740.00119 Council/4–2646: Telegram

The Ambassador in Czechoslovakia ( Steinhardt ) to the Secretary of State, at Paris 32


100. For the Secretary and Riddleberger. I am in receipt of a personal letter from Masaryk33 to the effect that it is “of decisive importance to Czechoslovakia” that at the Conference of Foreign [Page 123] Ministers in Paris “discussions should take place and decisions be arrived at” concerning

The desire of the Czechoslovakia Govt that in addition to the exchange of Hungarians and Slovaks already arranged between the two Govts an additional 200,000 Hungarians be transferred from Czechoslovakia to Hungary.34
Czechoslovakia’s territorial claims against Germany in the event that “German question” is discussed by the Conference of Foreign Ministers, and
That in connection with either or both of the matters enumerated above a representative of the Czechoslovakia Govt be afforded an opportunity to present the Czechoslovak petition. The letter closes with a request for a reply as soon as possible.

I am also in receipt of a note from the FonOff enclosing “the territorial demands of Czechoslovakia against Germany together with the appropriate proofs and documentation including a map of the desired changes”. The note requests the support of the Secretary at the Conference of Foreign Ministers in Paris on behalf of the Czechoslovak petition in the event that the conference should take up in any manner “The question of Germany”. In the event that “The German question should not be taken up at the Conference of Foreign Ministers in Paris” the note requests that the conference determine the forum where Czechoslovakia “may bring forward the proposals mentioned” and urges “that this be done in the nearest possible future”. The note concludes with the statement that although it will be seen from the proposals and documents that Czechoslovak territorial demands against Germany are confined to a minimum they are of vital importance to Czechoslovakia and that it is difficult for Czechoslovakia to reconstruct its economic and administrative life while uncertain about its frontiers with Germany.

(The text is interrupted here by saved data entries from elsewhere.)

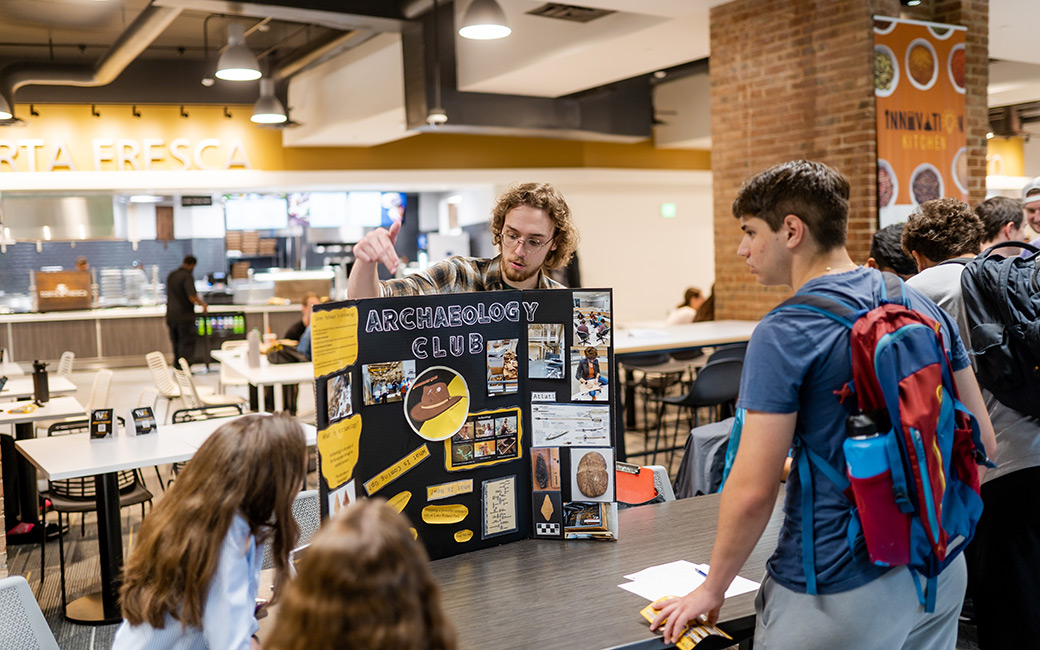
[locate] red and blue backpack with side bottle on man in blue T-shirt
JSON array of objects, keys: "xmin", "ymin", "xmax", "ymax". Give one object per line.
[{"xmin": 774, "ymin": 274, "xmax": 991, "ymax": 612}]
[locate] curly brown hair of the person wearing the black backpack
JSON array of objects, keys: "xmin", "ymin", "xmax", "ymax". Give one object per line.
[{"xmin": 903, "ymin": 199, "xmax": 985, "ymax": 263}]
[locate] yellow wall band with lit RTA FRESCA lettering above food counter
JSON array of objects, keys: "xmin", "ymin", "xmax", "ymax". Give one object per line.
[{"xmin": 0, "ymin": 105, "xmax": 711, "ymax": 174}]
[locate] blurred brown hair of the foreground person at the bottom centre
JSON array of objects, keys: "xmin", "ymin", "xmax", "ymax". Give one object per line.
[{"xmin": 264, "ymin": 499, "xmax": 456, "ymax": 650}]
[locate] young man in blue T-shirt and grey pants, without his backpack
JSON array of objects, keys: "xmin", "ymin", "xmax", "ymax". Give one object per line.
[{"xmin": 651, "ymin": 160, "xmax": 993, "ymax": 650}]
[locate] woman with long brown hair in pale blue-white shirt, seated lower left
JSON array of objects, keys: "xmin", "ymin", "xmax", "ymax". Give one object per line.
[{"xmin": 112, "ymin": 415, "xmax": 307, "ymax": 650}]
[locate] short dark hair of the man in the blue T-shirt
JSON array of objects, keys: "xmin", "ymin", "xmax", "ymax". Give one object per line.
[{"xmin": 733, "ymin": 160, "xmax": 849, "ymax": 251}]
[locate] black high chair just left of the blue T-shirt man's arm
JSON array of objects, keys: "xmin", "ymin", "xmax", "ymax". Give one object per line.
[{"xmin": 650, "ymin": 359, "xmax": 744, "ymax": 467}]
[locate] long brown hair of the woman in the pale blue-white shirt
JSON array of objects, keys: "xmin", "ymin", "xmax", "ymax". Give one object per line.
[{"xmin": 121, "ymin": 415, "xmax": 307, "ymax": 628}]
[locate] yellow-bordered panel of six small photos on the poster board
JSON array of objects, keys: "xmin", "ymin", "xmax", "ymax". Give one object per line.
[{"xmin": 444, "ymin": 407, "xmax": 522, "ymax": 471}]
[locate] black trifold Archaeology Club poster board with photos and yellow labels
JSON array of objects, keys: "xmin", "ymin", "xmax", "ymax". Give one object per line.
[{"xmin": 311, "ymin": 289, "xmax": 618, "ymax": 558}]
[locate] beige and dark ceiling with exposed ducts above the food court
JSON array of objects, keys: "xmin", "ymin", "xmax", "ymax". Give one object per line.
[{"xmin": 0, "ymin": 0, "xmax": 1040, "ymax": 146}]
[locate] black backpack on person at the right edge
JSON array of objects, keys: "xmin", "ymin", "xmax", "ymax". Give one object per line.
[{"xmin": 961, "ymin": 241, "xmax": 1040, "ymax": 417}]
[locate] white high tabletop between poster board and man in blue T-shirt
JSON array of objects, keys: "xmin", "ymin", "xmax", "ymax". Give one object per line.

The map and supporting memorandum enclosed with the note are being forwarded to the Embassy in Paris by courier on April 30 addressed to Riddleberger.35

Sent Paris as 100 repeated Dept as 634.

  1. Sent on the same date to the Department as telegram 634; received April 27, 5:13 p.m.
  2. Jan Masaryk, Czechoslovak Minister for Foreign Affairs.
  3. For additional documentation regarding the interest of the United States in the peaceful settlement of the dispute between Hungary and Czechoslovakia over the exchange of populations, see vol. vi, pp. 361 ff.
  4. Masaryk’s note of April 24, 1946, the Czechoslovak Foreign Ministry Note No. 71.084/M/46 of the same date, together with the memorandum entitled “Rectification of the Frontiers of Czechoslovakia Towards Germany” and the map referred to here, none printed, were transmitted to the Department as enclosures to despatch 814, April 26, 1946, from Praha, not printed (740.00119-EW/4–2646). Czechoslovakia asked for annexation of the following areas: Ratiboř and Hlubčicko (Leobschütz) including the Oder River port of Kozlí (Cosel); Kladsko (Glatz); Krkonose (Riesengebirge) sector and the areas of Hirschberg and Waldenburg; in the Zitava sector, the towns of Zitava, Hirschfeld and the German portion of the town of Saidenberg: the foreland north of the Krusnohori (Erzgebirge) mountains; a small rectification along the Bohemia-Bavaria frontier which would include the town of Brod nad Lesy (Furth im Walde).